According to researchers, nearly 90 percent of coronavirus deaths have occurred in highly obese countries, which now want overweight people to get priority vaccinations.
According to a World Health Organization-sponsored study published by the World Obesity Federation on Thursday, death rates were 10 times higher in countries such as the US, where at least 50 percent of the total population is overweight.
[This] should act as a wake-up call for governments worldwide, ”said WHO Director General Tedros Adhanom Ghebreyesus, according to the Financial Times. “The correlation between obesity and death rates from COVID-19 is clear and compelling.”
According to the study, which represents medical professionals from 50 regional and national obesity associations, weight is now believed to be the second-largest predictor of serious illness from the virus after age.

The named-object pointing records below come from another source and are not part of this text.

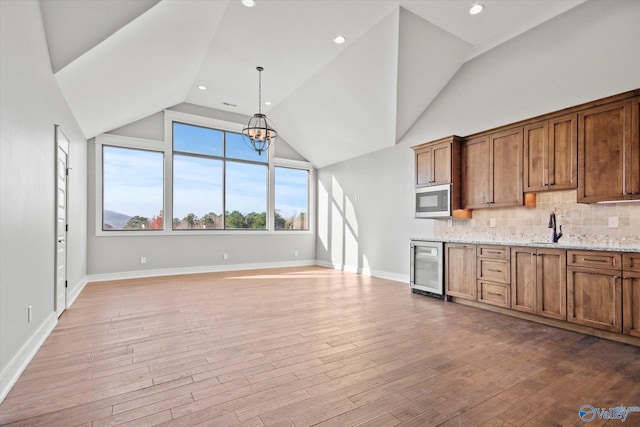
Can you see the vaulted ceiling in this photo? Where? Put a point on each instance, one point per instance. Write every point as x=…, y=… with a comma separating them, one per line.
x=118, y=62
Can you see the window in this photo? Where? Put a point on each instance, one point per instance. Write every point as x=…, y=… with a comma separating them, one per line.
x=291, y=198
x=214, y=171
x=202, y=178
x=132, y=185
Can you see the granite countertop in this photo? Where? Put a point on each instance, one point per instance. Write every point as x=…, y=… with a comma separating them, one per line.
x=560, y=245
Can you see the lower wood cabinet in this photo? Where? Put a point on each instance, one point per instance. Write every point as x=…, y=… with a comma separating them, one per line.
x=631, y=294
x=494, y=293
x=460, y=270
x=598, y=289
x=494, y=275
x=594, y=298
x=538, y=281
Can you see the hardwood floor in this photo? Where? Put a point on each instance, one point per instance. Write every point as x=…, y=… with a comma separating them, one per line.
x=309, y=346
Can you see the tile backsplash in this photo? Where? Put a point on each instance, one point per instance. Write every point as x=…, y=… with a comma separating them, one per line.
x=582, y=225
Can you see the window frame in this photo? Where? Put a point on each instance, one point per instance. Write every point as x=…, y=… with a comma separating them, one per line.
x=165, y=146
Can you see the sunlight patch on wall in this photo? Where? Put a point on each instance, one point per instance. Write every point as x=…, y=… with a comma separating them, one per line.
x=323, y=216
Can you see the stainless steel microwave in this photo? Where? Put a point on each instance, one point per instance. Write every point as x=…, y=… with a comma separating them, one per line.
x=433, y=202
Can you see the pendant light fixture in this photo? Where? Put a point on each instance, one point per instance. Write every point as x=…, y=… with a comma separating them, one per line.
x=259, y=132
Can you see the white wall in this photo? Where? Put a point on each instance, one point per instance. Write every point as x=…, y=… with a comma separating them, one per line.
x=587, y=53
x=30, y=104
x=115, y=256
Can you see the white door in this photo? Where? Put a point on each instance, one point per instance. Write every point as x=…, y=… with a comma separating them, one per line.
x=62, y=150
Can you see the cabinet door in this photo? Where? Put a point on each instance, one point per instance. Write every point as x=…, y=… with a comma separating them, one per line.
x=441, y=166
x=594, y=298
x=505, y=168
x=475, y=173
x=631, y=300
x=551, y=283
x=633, y=163
x=460, y=270
x=424, y=159
x=562, y=169
x=604, y=143
x=523, y=280
x=536, y=149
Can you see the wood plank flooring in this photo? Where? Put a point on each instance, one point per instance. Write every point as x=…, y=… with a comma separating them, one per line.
x=309, y=346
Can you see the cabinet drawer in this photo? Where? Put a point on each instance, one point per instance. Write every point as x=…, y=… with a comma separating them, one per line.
x=494, y=293
x=631, y=262
x=594, y=259
x=494, y=270
x=497, y=252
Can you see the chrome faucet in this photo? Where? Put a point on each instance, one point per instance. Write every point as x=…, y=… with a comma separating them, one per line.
x=555, y=236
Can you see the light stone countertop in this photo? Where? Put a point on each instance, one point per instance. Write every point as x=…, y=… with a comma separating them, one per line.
x=559, y=245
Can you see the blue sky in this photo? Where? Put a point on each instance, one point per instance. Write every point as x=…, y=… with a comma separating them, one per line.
x=133, y=178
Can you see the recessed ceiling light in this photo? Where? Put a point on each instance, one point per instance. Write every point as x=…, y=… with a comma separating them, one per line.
x=476, y=8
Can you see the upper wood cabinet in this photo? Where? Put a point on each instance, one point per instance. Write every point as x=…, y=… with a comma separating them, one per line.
x=609, y=152
x=492, y=170
x=438, y=162
x=551, y=154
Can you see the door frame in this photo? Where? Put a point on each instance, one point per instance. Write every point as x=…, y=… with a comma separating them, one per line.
x=61, y=142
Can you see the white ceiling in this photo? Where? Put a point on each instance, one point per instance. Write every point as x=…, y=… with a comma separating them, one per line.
x=118, y=62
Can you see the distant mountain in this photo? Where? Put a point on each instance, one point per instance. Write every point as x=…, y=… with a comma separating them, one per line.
x=115, y=220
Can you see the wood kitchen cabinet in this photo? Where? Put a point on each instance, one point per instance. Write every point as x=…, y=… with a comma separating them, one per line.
x=493, y=275
x=594, y=289
x=492, y=170
x=631, y=294
x=460, y=270
x=551, y=154
x=438, y=162
x=539, y=281
x=609, y=152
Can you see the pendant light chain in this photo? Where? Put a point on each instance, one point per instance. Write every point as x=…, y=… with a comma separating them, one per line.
x=259, y=133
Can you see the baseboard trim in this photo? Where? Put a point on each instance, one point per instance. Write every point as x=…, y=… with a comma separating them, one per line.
x=365, y=271
x=72, y=293
x=19, y=362
x=194, y=270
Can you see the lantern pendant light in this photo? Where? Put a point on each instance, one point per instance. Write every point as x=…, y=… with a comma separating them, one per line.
x=259, y=132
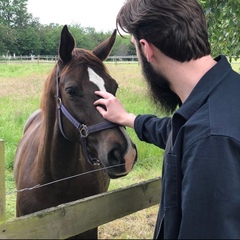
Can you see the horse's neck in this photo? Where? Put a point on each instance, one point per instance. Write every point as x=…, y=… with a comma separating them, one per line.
x=59, y=154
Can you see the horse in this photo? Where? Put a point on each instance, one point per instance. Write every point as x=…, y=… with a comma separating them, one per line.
x=67, y=136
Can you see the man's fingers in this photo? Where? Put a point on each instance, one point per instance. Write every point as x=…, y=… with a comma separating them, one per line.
x=103, y=94
x=101, y=110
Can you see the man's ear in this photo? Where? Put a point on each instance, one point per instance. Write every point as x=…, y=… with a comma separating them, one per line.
x=147, y=49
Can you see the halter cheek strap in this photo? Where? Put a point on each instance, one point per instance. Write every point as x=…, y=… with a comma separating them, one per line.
x=83, y=129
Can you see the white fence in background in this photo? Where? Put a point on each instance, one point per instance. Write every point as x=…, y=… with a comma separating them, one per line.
x=52, y=58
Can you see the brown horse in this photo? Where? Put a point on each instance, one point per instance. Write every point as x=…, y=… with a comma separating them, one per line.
x=68, y=136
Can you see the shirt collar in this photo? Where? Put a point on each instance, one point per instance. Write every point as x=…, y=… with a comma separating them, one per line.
x=204, y=87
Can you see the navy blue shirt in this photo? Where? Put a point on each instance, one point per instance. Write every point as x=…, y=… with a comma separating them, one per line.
x=201, y=176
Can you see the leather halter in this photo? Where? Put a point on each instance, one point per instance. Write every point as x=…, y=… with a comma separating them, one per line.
x=83, y=129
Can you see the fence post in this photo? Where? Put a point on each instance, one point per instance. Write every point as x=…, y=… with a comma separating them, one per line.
x=2, y=184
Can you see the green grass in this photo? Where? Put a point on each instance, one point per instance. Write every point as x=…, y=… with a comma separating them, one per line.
x=20, y=93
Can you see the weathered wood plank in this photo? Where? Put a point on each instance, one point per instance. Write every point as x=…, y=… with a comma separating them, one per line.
x=2, y=183
x=73, y=218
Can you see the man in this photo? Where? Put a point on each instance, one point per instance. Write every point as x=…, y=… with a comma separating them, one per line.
x=201, y=175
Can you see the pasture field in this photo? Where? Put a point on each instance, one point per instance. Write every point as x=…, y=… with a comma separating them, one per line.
x=21, y=87
x=20, y=93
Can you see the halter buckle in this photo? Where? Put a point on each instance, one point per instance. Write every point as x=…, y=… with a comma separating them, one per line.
x=83, y=131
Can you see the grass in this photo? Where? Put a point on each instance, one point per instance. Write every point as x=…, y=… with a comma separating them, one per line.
x=20, y=92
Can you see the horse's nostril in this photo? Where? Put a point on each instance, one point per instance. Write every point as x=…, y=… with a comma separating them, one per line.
x=114, y=157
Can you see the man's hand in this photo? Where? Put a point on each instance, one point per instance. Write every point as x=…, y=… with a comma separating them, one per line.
x=114, y=111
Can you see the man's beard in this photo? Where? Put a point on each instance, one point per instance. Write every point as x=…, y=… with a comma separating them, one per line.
x=160, y=91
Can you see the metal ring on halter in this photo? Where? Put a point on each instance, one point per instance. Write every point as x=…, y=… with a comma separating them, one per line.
x=83, y=131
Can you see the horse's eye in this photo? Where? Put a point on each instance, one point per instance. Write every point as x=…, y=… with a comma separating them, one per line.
x=71, y=92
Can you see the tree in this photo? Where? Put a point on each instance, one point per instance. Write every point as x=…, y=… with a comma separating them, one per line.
x=13, y=13
x=223, y=19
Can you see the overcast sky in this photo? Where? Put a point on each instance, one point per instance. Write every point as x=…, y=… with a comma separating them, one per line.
x=100, y=14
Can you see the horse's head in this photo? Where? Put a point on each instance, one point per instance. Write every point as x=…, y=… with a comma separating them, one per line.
x=79, y=74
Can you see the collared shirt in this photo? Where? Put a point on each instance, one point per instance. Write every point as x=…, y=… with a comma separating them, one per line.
x=201, y=177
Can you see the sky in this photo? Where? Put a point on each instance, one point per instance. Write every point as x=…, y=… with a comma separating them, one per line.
x=100, y=14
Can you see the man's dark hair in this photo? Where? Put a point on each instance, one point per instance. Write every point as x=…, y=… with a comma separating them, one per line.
x=176, y=27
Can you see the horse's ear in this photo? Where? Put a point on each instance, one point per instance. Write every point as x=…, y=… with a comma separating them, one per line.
x=103, y=50
x=67, y=43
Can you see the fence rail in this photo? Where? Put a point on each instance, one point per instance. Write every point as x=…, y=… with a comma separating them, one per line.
x=67, y=220
x=53, y=58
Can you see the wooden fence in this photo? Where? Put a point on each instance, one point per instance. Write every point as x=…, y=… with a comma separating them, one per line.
x=70, y=219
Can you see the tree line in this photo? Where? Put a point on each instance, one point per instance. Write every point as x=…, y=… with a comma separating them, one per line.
x=22, y=34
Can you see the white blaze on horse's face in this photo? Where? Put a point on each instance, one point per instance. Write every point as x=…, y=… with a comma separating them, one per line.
x=131, y=153
x=96, y=79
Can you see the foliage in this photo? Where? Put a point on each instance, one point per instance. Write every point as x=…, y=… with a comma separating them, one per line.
x=21, y=34
x=224, y=26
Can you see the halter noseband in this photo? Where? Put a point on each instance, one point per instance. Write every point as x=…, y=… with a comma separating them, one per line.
x=83, y=129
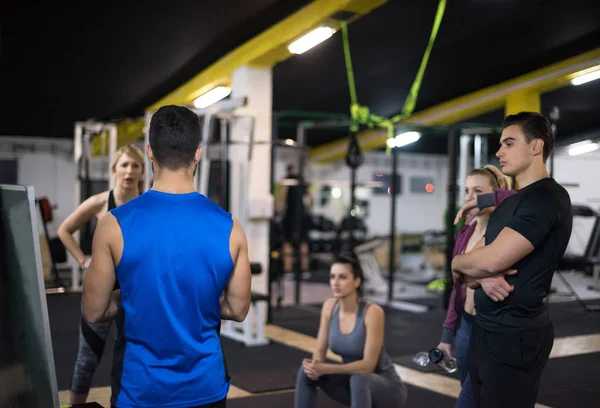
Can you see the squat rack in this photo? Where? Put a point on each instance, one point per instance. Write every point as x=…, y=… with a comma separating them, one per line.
x=316, y=120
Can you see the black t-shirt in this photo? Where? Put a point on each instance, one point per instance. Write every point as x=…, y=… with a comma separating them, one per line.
x=540, y=212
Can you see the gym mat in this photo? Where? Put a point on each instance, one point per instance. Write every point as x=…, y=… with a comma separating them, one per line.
x=282, y=400
x=433, y=302
x=262, y=368
x=417, y=398
x=571, y=382
x=570, y=319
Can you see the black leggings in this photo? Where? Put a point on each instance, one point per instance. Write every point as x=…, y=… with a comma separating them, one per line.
x=506, y=368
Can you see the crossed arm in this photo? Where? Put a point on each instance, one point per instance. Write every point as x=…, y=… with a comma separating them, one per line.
x=498, y=257
x=100, y=302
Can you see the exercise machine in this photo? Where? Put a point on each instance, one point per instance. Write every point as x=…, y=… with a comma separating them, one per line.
x=250, y=332
x=589, y=262
x=56, y=249
x=374, y=280
x=93, y=176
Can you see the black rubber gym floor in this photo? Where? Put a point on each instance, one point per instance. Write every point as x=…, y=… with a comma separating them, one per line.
x=567, y=382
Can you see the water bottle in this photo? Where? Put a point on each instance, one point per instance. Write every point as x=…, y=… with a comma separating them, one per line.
x=438, y=357
x=421, y=359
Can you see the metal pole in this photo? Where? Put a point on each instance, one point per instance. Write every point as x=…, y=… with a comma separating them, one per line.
x=480, y=155
x=204, y=165
x=112, y=151
x=452, y=187
x=224, y=165
x=299, y=200
x=148, y=166
x=392, y=253
x=274, y=137
x=465, y=144
x=554, y=116
x=352, y=204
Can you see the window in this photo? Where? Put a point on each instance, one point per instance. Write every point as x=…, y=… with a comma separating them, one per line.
x=422, y=185
x=8, y=171
x=386, y=180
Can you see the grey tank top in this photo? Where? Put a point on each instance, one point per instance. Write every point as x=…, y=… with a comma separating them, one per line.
x=351, y=346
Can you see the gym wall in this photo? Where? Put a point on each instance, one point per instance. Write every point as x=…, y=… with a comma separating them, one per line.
x=48, y=166
x=579, y=175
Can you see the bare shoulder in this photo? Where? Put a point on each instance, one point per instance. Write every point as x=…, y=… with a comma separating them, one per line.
x=374, y=313
x=109, y=227
x=328, y=307
x=99, y=202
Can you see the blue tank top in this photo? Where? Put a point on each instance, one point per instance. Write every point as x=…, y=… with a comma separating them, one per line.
x=176, y=262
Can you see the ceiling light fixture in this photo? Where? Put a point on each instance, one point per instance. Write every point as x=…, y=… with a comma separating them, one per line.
x=310, y=40
x=586, y=76
x=212, y=96
x=403, y=139
x=586, y=146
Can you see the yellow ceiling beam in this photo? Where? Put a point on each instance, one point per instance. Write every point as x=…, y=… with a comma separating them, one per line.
x=266, y=50
x=468, y=106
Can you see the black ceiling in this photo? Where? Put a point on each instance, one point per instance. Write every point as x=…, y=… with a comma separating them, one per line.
x=63, y=62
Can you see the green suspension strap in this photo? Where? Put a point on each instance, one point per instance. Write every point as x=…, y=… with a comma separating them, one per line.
x=360, y=115
x=411, y=99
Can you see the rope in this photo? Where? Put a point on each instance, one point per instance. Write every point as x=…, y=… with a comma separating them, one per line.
x=361, y=115
x=354, y=107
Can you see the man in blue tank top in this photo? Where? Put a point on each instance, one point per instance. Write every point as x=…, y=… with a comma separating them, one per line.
x=182, y=265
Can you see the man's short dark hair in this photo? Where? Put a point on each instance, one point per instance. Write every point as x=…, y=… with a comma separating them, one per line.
x=534, y=126
x=174, y=136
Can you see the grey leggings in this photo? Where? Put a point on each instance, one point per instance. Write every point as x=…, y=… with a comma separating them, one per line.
x=356, y=390
x=92, y=339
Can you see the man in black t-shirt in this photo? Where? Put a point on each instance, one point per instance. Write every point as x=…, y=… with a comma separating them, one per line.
x=528, y=233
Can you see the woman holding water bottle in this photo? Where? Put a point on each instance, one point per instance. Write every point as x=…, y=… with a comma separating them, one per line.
x=461, y=309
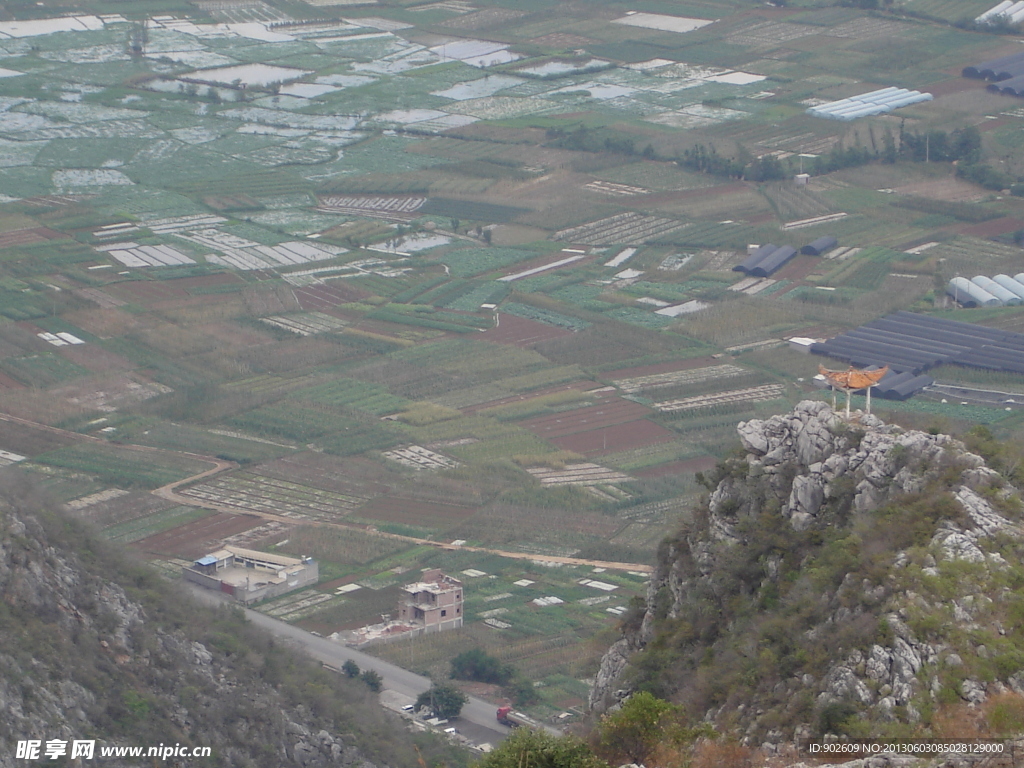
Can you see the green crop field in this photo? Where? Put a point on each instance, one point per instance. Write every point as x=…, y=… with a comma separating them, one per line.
x=123, y=467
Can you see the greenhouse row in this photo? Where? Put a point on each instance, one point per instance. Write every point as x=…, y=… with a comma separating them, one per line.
x=981, y=291
x=866, y=104
x=912, y=343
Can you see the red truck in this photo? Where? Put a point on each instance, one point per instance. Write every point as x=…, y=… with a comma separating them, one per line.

For the report, researchers examined mortality data from Johns Hopkins University and data from the WHO Global Health Observatory, which found that a total of 2.2 million of the 2.5 million deaths worldwide were in countries with high rates of obesity.
Researchers found no examples of high COVID-19 death rates in countries where less than 40 percent of the population was overweight, according to the report.
For example, Vietnam has the lowest coronavirus death rate in the world and the second lowest number of overweight people, with only 0.04 deaths per 100,000 from COVID-19 with 18.3 percent of overweight adults, according to WHO data.
In contrast, the UK has the third highest COVID-19 death rate in the world and the fourth highest rate of obesity, with 184 deaths per 100,000 and 63.7 percent of overweight adults.
The US saw about 152 COVID-19 deaths per 100,000 and has an obesity rate of 68 percent.
Tim Lobstein, the WOF’s senior policy adviser and the report’s author, called the rise in national obesity-related death rates “dramatic.”
Meanwhile, according to a study released last month, Pfizer’s coronavirus vaccine may be less effective at protecting obese people.
Researchers in Rome found that obese people who received two doses of the vaccine generated a weaker antibody response, according to a report on the pre-print server Medrxiv.
The study, which has not been peer-reviewed, evaluated the effect of the vaccine on 248 health workers seven days after the final dose, the Guardian reported.
National Cancer Institute Regina Elena researchers found that those considered obese – defined as a body mass index greater than 30 – produced about half the amount of antibodies compared to people of healthy body weight, the Guardian reported.
It is currently unknown what level of antibodies is required to neutralize the virus, but experts fear that a reduced antibody response may hinder inoculation efforts.